Midway through the year, we discovered that in addition to language processing disorders, he had some visual tracking, memory, etc issues. Turns out his left eye suppressed his right eye. All these year he’s been using one eye. I can only imagine when both eyes are functioning together properly what he will be able to do. I wait with anticipation to see the places God takes him.

I pray over him every night that God would rewire his brain. I’m seeing it happening daily, right before my eyes. I stand amazed at what God is doing.

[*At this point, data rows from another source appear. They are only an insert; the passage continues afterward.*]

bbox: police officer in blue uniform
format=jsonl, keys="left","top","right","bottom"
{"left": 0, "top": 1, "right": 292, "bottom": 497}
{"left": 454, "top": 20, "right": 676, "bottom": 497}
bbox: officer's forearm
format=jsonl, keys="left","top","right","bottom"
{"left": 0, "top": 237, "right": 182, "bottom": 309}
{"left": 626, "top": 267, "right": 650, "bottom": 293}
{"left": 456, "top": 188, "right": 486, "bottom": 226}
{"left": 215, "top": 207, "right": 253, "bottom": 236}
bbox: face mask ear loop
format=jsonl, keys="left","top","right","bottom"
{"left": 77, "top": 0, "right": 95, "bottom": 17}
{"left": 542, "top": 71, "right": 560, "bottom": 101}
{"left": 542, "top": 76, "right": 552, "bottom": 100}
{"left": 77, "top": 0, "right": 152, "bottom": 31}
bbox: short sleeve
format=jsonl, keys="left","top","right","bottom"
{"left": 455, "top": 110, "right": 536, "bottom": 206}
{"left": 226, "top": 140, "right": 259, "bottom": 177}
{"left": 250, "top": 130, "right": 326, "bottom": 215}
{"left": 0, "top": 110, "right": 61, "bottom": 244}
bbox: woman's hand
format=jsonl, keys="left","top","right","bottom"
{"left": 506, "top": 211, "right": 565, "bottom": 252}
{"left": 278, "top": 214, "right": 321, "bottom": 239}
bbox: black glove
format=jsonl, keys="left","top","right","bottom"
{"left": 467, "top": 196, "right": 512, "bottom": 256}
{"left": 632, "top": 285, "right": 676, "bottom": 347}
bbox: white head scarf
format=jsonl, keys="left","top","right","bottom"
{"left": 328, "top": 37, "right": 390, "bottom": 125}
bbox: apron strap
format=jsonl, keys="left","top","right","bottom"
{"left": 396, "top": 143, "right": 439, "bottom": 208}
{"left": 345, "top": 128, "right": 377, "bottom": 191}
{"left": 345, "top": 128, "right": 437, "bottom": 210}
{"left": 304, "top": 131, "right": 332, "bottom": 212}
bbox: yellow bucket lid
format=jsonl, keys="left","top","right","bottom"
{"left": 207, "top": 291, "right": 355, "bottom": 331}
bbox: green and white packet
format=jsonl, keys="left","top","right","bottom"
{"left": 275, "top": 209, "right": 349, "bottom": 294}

As a mom I’m naturally protective. I’m quick to come to his defense when I can tell that people don’t get him. I’m always hoping that when he is around his friends, they don’t notice his inability to learn easily and shun him or look down upon him. I know how cruel kids can be, but I also know that kids simply say things they don’t even understand.

I recently overheard Andrew and a friend having a conversation. Andrew pointed out an observation, and someone corrected him. Andrew saw something, but it was actually something else. The little friend said, “Andrew gets everything wrong.” My heart felt squeezed and broken. I knew it was a child who didn’t know what he was saying, and I know loves Andrew. But everything in me wanted to say, “No! You don’t understand. He gets so much right! He can see things I can’t see. He has ideas I’d never have the creativity to think up.”

I held my tongue, and silently let my tears fall on God. I’m ok with that now. That allowing myself to both hurt and rejoice at the same time. I’ve learned that in many of life’s trying moments, there is this delicate balance of heartache and deep joy. God knows I want my son to be like all the other kids while at the very same time thanking him that he is so different from all the other kids.

And now I realize that this post is twice as long as I intended. But it’s my child, so I know you get it.

And don’t we all stand on the side of our kids cheering them on, thinking at times people just don’t get them? It’s ok. God gets them. He made them. And we have the honor of praying over them and for them without ceasing all the ways we want to see God move in their lives. What power we hold through prayer.

Whatever challenges our children face, we aren’t powerless to stand and watch with breaking hearts. We stand and pray with breaking hearts to a good and compassionate God who hears the cries of His children.